Postscript – Remembering Nastassja
Following an entreaty from Kay Scorah that she wouldn’t sleep until the 12 January diary entry mystery was solved, I gave the matter some deeper thought. Then I looked at the Rosetta Stone for a while. Then I concluded that the pathetically scrawled four-letter word, which I had thought all along was probably the title of a film, given that Tuesday evening was film night…
My teenage hormonal head would have been full of Nastassja Kinski for a few days…until Nicola came along. Sorry Nastassja.
You can sleep now, Kay.
Postscript To The Above Postscript – Remembering Tash, Tess & Nastassja
The mention of Tess generated quite a postbag and I realise that I was mistaken in attributing the 12 January scribble to that film. John White writes:
Don’t think that says Tess btw. The word begins with an s and ends with an h. Sure it wasn’t a person?
But I was buoyed by Jon Gorvett’s memory flash, inspired by my mention of Tess:
Anyway, also bizarre that you should mention Heather Jones, Tess, Nastassja Kinski and crushes all in the same post, Ian, as I recall both myself and Heather taking a sudden interest in Thomas Hardy around then, after Kinski had appeared on the cover of the version of Tess of the d’Urbervilles on sale in the Keele bookshop. Noticing this, we both later confessed to a massive crush on the said daughter of the great director (and massive child abuser, I see now), leading ultimately to enormous enthusiasm for Cat People, when that hit the screens later that year.
…so I responded as follows:
100% sure it was Tess. Memory flash corroborated by Jon Gorvett, who said that note brought a flood of memories. Gilted Jon (by Truda) and gilted Heather (by Miriam) both salivated over Ms Kinski at that time. My handwriting was truly appalling at the best of times and I often wrote up diaries when pissed or stoned.
But I did see Tess around that time – I’m guessing it must have been the film shown 15 January, which I don’t name – I simply describe it in my diary as “boring”. Frankly, I do recall finding the excruciatingly long Tess movie boring in every regard except for the visual charms of Ms Kinski.
He had recently uncovered some old Keele scraps, including the following press clippings:
So there we have it.

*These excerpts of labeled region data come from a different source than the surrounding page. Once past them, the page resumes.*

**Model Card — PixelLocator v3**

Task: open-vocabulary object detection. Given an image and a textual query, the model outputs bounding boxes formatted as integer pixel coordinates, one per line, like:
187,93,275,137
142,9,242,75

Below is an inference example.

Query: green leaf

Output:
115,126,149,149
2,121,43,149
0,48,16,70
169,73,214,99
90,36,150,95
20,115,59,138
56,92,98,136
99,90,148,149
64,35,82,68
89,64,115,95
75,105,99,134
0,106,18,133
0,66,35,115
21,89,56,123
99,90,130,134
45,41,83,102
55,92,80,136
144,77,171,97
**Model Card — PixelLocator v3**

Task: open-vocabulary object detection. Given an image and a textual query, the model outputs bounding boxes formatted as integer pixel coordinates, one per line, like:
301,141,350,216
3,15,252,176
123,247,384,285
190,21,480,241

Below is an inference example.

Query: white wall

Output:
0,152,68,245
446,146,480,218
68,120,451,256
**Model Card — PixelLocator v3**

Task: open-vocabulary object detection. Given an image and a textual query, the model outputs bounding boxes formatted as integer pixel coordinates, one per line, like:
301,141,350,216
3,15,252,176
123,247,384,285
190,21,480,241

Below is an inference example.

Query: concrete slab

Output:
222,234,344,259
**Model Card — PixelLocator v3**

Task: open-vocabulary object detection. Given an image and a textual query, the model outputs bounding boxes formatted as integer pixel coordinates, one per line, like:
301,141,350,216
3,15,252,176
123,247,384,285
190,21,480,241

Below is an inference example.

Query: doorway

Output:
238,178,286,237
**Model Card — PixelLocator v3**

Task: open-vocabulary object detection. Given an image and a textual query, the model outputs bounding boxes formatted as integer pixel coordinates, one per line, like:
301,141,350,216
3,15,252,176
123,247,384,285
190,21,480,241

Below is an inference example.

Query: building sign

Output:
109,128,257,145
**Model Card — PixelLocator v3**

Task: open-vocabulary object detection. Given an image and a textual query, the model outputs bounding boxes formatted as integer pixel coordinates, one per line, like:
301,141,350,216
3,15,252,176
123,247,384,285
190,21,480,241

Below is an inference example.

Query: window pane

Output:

Page 11 of the Evening Sentinel but, more importantly, Page 3 of the Morning Star.
Jon is the young man with the “numerate graduates” placard in the first photo above (naturally Jon has gone on to become a foreign correspondent journalist). Jon is also seen wielding a mallet on the far left of the Morning Star picture.
I can be seen in the first photo struggling to retain hold of both the campus model and my sartorial dignity (wearing THAT donkey jacket). I’m gutted that a photo with me in it didn’t make it to Page 3 of the Morning Star, despite the donkey jacket.
Of course I am still part of the story in the Morning Star. But still, it’s not my image on Page 3. Close but no cigar.
The compensation for my Page 3 disappointment, though, is to be reconnected with Jon Gorvett. He and his treasure trove of clippings might prove very helpful for future Ogblog pieces about the Keele years. I also strongly suspect, based on our e-mail exchanges over the past couple of days, that I shall very much enjoy his company once our paths cross sufficiently for us to meet again in real life.
I resolved to dig out my diaries and see if I could find out some more about it. Soon enough, I found this page:
Actually the diary entry is not too revealing about this protest. Nor are the pages around it, which refer a lot to “meeting up with the usual friends…various people…some people…the crowd…” as if I would naturally remember all the details when I want them, 34 years later.
Indeed, the entries around the time of the protest have triggered many other memories about how I felt at that time and why I started to plot my escape from halls of residence into an on-campus flat in the early months of that year. Another story for another posting or two.
So I must rely almost entirely on memory for this story.
“The Cuts” (to university grants) was the biggest political issue on the higher education agenda at that time. There were marches and things, which I attended occasionally, but I’ve never been a great one for marches.
A few of us decided that we needed to do something a bit more eye-catching, yet unquestionably in the non-violent protest arena. We hatched a plan for a media/profile grabbing event; a dramatic protest outside the University Grants Committee (UGC) offices on one of their big committee days, when Rhodes Boyson would be attending; 6 January 1982.
In simple terms, we would make a crude replica of our Keele Campus and destroy it in front of the UGC building while the committee met, announcing “this is what you are doing to our University”. Naturally we would alert the media in advance to the fact that there would be “a happening” outside the building during the UGC meeting.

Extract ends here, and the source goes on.